In a letter to Secretary of State Antony Blinken, the Congress members and seven of their fellow lawmakers asked the state department to evaluate if Russia’s war crime in Ukraine and support of U.S.-designated terrorist groups meet the threshold for state-sponsored terrorism. Such a designation would allow the United States to have even more expansive abilities to hold Russia accountable, the group said.

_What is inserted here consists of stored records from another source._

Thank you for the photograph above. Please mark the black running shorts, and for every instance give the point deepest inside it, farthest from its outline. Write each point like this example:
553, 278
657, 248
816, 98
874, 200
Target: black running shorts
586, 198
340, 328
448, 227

“As Russia conducts a brutal war and commits widespread war crimes against the people of Ukraine, Vladimir Putin is leveraging another tool to achieve his political objectives: non-state groups engaged in terrorist activity,” the group wrote. “As the global community seeks to support Ukraine and ensure Putin’s aggression fails, we must pursue every avenue to impose costs on his regime. Given the Russian government’s support for non-state terrorist groups prior to and during the Ukraine conflict, we respectfully request that the State Department deliver an assessment to us on whether Russia meets the requirements to be designated as a state sponsor of terrorism.”

The group said Russia harbors and supports terrorists, providing sanctuary to a U.S.-designated terrorist group, the Russian Imperial Movement, and reportedly recruiting troops from the Wagner Group, a private military company with a history of human rights violations. Over the past few weeks, the group said, reports indicated that Russia has deployed Wagner troops in Ukraine and Syria, as well as committing rights abuses in Libya, the Central African Republic, Sudan, Mali, and Mozambique to primarily suppress civilian populations and prop up authoritarian governments.

Finding evidence to designate Russia as a state sponsor of terrorism would allow the U.S. government to further isolate Russia economically and diplomatically, the group said, including freezing Russia’s assets, including real estate, in the United States; vetoing Russian efforts to secure World Bank or International Monetary Fund loans; and taking action against countries that continue to do business with Russia.

“The free world has been shocked at Russia’s violent, barbarous acts against civilians,” the letter said. “But we cannot ignore its use of non-state actors engaged in terrorist activity as a separate tool to achieve Putin’s political objectives. We urge you to promptly consider all evidence for a potential designation of Russia as a state sponsor of terrorism.”